Westwood’s biogas averages 60 percent methane (CH4), 40 percent carbon dioxide (CO2), about one percent oxygen (O2) with hydrogen sulphide (H2S) at trace levels below 100ppm. The static gas analysis unit is set to take a biogas reading every five minutes, 288 times a day. It feeds the data via Ethernet to Westwood’s central monitoring and control systems. Minimising the H2S in the biogas while keeping the O2 below critical levels helps keep the CHP engines running. They have a safety threshold engine-stop cut-off H2S level far higher than those ever reached.
In addition to Westwood’s technical staff checking digester and engine performance, the CHP and the Geotech system are set to keep watch on the biogas and on themselves and have down-the-line remote access by Geotech to the analyser’s panels and by the CHP manufactures to their engines. The two systems communicate with the central Westwood systems. So close is the system integration that when a Jenbacher CHP engine is to restart, for example after an oil change, it interrogates the AEMS data for the current percent CH4 content and adjusts its throttle setting for a start sequence at that level ensuring a safe, damage free and faultless engine restart.
The Geotech system is in use on many UK sites and others around the world. Applications include farm and food waste AD / biogas production, sewage sludge AD treatment, biogas harvesting and PPC compliance. With landfill gas and biogas energy-from-waste projects Geotech’s fixed analyser assists landfills and farmers in South America, Africa and Asia. The company can earn valuable carbon credits under the Clean Development Mechanism, through a combination of robust and reliable performance coupled with easily auditable, secure and verifiable data collection and storage systems. Based on Geotech’s continuously developing gas analysis technology, tested and proven in robust portable gas analysers for more than 20 years, AEMS operation is fully automated. It can analyse gas every six seconds. It self-purges and self-calibrates logs data and transfers it via Internet modem, Ethernet or both.

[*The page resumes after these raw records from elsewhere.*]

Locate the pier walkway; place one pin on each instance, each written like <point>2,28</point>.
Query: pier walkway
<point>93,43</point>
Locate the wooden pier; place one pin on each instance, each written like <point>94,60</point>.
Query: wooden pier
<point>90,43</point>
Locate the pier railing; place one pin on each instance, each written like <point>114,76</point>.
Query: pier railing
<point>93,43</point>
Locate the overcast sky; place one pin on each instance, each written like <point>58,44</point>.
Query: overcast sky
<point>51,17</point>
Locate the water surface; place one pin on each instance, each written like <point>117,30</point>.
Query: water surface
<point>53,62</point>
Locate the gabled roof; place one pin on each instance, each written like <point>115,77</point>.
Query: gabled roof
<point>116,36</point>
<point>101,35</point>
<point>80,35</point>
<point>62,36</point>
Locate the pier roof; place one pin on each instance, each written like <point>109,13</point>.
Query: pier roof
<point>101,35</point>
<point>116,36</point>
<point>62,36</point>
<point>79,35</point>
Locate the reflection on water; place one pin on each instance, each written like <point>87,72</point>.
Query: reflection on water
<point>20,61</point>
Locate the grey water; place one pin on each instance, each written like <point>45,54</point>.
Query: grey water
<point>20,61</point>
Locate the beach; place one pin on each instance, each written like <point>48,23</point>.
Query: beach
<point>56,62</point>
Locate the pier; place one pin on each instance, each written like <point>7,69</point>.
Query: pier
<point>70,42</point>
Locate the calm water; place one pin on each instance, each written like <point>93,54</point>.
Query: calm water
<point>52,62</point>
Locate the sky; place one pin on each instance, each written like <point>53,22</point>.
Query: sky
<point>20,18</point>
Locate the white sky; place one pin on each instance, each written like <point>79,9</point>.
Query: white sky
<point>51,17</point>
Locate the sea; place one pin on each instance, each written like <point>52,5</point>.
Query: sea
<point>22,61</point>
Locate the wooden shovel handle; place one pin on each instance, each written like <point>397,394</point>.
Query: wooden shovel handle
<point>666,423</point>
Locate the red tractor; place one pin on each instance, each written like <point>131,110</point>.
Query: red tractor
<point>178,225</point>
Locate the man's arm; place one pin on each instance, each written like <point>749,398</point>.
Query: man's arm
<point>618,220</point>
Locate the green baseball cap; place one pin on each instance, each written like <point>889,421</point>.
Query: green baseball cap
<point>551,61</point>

Servicing the analyser means that the inner unit is simply swapped. According to David Woolgar, it is easy with a service-exchange analyser inserted in moments and the Westwood unit sent for service and calibration within Geotech’s seven-day turnaround. Westwood technicians also use a Geotech GA5000 portable gas analyser to check biogas from each of the digesters at tapping points and to double check the automated readings of the fixedc gas analyser.